What is socially responsible behavior?
Enlightened companies encourage their managers to look beyond what the regulatory system allows and simply “do the right thing.” These socially responsible firms actively seek out ways to protect the long-run interests of their consumers and the environment.
What is cause-related marketing?
This is a type of marketing that, to exercise their social responsibility and build more positive images, many companies are now linking themselves to worthwhile causes. Cause-related marketing has become a primary form of corporate giving. It lets companies “do well by doing good” by linking purchases of the company’s products or services with benefiting worthwhile causes or charitable organizations.

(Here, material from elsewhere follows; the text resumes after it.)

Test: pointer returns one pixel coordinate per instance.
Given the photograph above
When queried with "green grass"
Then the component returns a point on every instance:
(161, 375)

Describe the Cultural Environment.
The cultural environment consists of institutions and other forces that affect a society’s basic values, perceptions, preferences, and behaviors. People grow up in a particular society that shapes their basic beliefs and values. They absorb a worldview that defines their relationships with others. The following cultural characteristics can affect marketing decision making:
- The persistence of cultural values: People in a given society hold many beliefs and values. Their core beliefs and values have a high degree of persistence. Core beliefs and values are passed on from parents to children and are reinforced by schools, businesses, religious institutions, and government. Secondary beliefs and values are more open to change. Believing in marriage is a core belief; believing that people should get married early in life is a secondary belief. Marketers have some chance of changing secondary values but little chance of changing core values.
- Shifts in secondary cultural values
- People’s view of themselves
- People’s view of others
- People’s views of organizations
- People’s views of society
- People’s view of nature
- People’s views of the Universe
Describe the environmental forces that affect the company’s ability to serve its customers.

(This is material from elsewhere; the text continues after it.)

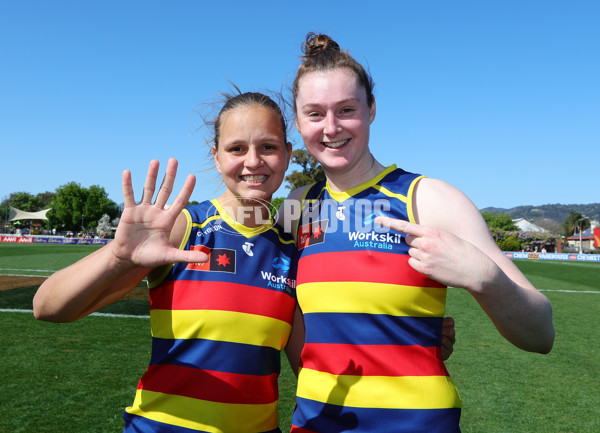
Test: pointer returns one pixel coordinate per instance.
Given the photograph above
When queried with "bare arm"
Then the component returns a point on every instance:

The company’s microenvironment consists of actors close to the company that combine to form its value delivery network or that affect its ability to serve its customers. It includes the company’s internal environment – its several departments and management levels – as it influences marketing decision making. Marketing channel firms – suppliers, marketing intermediaries, physical distribution firms, marketing services agencies, and financial intermediaries – cooperate to create customer value. Competitors vie with the company in an effort to serve customers better. Various publics have an actual or potential interest in or impact on the company’s ability to meet its objectives. Finally, five types of customer markets exist: consumer, business, reseller, government, and international markets.

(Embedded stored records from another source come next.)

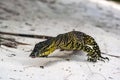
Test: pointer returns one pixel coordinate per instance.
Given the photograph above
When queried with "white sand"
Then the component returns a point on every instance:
(99, 19)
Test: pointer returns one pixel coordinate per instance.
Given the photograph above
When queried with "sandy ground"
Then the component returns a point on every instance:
(99, 19)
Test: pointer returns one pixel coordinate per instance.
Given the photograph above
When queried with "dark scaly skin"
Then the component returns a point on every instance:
(73, 40)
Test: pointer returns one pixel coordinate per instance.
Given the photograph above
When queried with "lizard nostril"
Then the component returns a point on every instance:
(32, 56)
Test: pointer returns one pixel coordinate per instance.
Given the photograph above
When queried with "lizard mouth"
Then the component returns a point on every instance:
(32, 55)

The macroenvironment consists of larger societal forces that affect the entire microenvironment. The six forces making up the company’s macroenvironment are demographic, economic, natural, technological, political/social, and cultural forces. These forces shape opportunities and pose threats to the company.
Explain how changes in the demographic and economic environments affect marketing decisions.
Demography is the study of the characteristics of human populations. Today’s demographic environment shows a changing age structure, shifting family profiles, geographic population shifts, a better-educated and more white-collar population, and increasing diversity. The economic environment consists of factors that affect buying power and patterns. The economic environment is characterized by more frugal consumers who are seeking greater value – the right combination of good quality and service at a fair price. The distribution of income also is shifting. The rich have grown richer, the middle class has shrunk, and the poor have remained poor, leading to a two-tiered market.